Esa también fue la conclusión de un estudio realizado por investigadores de la Oregon State University en Estados Unidos, que se publicó en Nature. Los autores de este estudio afirman que las regiones más adecuadas para los proyectos “agrivoltaicos” se encuentran en el oeste de América, el sur de África y el Medio Oriente. Llegaron a esa conclusión aplicando un modelo para la eficiencia del panel solar que incluye la influencia de microclimas. El modelo se aplicó a conjuntos de datos de microclimas globales y permitió a los científicos identificar los tres mejores tipos de tierra para el potencial de la agrivoltaica como tierras de cultivo, pastizales y humedales. Esos entornos también ofrecen las mejores condiciones para mejorar el rendimiento de los módulos solares, como altos niveles de insolación, vientos ligeros, temperaturas moderadas y baja humedad.

“Estas son las mismas condiciones que son mejores para los cultivos agrícolas y la vegetación se ha demostrado que es más eficiente en el uso del agua disponible en condiciones mésicas [moderadamente regadas] donde la demanda de evaporación atmosférica está equilibrada por el suministro de precipitaciones”, afirman en el documento.

Beneficios mutuos… y también para terceros

Según ellos, además, la energía fotovoltaica no es el único beneficiario de la ubicación conjunta de proyectos solares y actividades agrícolas. “Los cultivos se pueden hacer en la sombra intermitente proyectada por los paneles fotovoltaicos en sistemas agrivoltaicos”, afirma el estudio. “La sombra no necesariamente disminuye el rendimiento agrícola”.

El estudio también se basó en datos de producción de energía de pruebas de campo realizadas por el fabricante estadounidense de automóviles eléctricas Tesla en cinco sitios agrivoltaicos en Oregón. Los científicos descubrieron que el aloe vera, los tomates, el maíz de biogás, la hierba de los pastos y la lechuga se cultivaron con éxito en esos experimentos.

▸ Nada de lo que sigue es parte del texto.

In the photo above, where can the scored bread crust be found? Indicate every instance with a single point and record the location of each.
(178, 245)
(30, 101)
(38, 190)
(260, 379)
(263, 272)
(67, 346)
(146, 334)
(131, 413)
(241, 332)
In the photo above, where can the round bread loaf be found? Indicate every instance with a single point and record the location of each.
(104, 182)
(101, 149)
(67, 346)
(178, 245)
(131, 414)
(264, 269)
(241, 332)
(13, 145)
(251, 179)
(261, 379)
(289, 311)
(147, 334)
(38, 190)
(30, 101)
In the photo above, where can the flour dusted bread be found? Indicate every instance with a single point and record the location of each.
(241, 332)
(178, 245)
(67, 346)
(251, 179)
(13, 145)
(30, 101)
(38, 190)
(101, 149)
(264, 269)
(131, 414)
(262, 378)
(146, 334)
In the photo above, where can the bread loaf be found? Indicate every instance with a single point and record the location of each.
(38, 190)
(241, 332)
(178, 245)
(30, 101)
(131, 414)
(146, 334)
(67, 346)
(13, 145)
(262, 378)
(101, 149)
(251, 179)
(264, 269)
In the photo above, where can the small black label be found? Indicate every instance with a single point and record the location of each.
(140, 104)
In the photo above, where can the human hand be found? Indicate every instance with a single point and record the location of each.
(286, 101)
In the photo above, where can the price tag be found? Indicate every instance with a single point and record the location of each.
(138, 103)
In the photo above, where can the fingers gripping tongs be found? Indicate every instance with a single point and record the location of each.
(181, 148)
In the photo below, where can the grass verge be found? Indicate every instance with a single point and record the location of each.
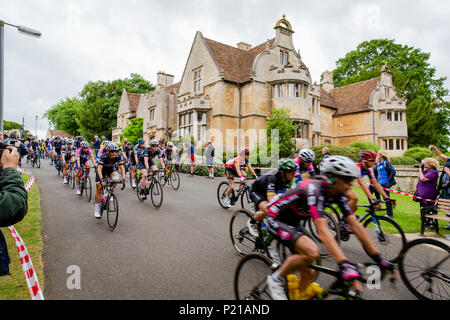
(14, 287)
(403, 212)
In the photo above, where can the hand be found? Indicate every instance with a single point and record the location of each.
(10, 159)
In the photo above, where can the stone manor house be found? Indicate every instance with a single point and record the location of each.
(226, 87)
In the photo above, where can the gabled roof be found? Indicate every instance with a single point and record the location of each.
(235, 63)
(351, 98)
(134, 101)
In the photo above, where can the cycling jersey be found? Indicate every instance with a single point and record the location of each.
(307, 199)
(365, 172)
(266, 185)
(302, 168)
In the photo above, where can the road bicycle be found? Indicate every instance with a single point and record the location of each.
(424, 266)
(169, 176)
(252, 270)
(244, 242)
(241, 192)
(35, 160)
(155, 189)
(109, 203)
(85, 185)
(385, 233)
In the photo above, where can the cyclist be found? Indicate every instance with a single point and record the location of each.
(305, 163)
(68, 152)
(142, 159)
(35, 147)
(83, 154)
(307, 200)
(233, 168)
(108, 162)
(264, 189)
(57, 147)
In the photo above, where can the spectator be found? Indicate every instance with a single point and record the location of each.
(96, 145)
(385, 173)
(426, 186)
(13, 199)
(444, 181)
(209, 155)
(189, 149)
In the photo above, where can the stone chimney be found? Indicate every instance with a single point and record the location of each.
(244, 46)
(386, 75)
(327, 81)
(164, 79)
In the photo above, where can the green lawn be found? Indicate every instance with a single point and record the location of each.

“Algunas variedades de lechuga producen mayores rendimientos a la sombra que a plena luz del sol; otras variedades producen esencialmente el mismo rendimiento bajo un cielo abierto y bajo paneles fotovoltaicos ”, declararon los investigadores, y agregaron que los paneles fotovoltaicos semitransparentes pueden abrir nuevas oportunidades de rendimiento de cultivos.

“Si menos del 1% de la tierra agrícola se convirtiera en paneles solares, sería suficiente para satisfacer la demanda mundial de energía eléctrica”, afirmaron los científicos.

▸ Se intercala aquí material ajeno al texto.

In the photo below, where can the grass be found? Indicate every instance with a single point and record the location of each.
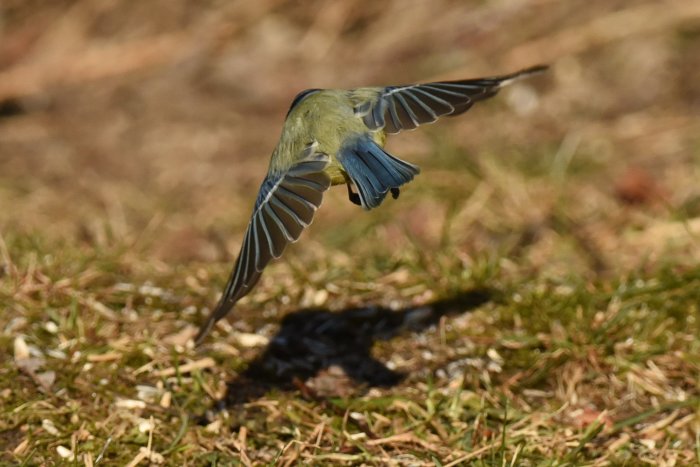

Otro beneficio extra tiene que ver con la buena y oportuna presencia de las abejas polinizadoras: un equipo de investigadores del Laboratorio Nacional Argonne del Departamento de Energía de los Estados Unidos (DOE) ha estado examinando los beneficios potenciales de establecer un hábitat de polinizadores en grandes plantas solares para conservar estos insectos y restaurar el ecosistema que proporcionan. Tras observar más de 2.800 instalaciones de este tipo existentes en Estados Unidos, los investigadores de la división de Ciencias Ambientales de Argonne han llegado a la conclusión de que el área alrededor de los paneles solares podría proporcionar una ubicación ideal para las plantas que atraen a los polinizadores.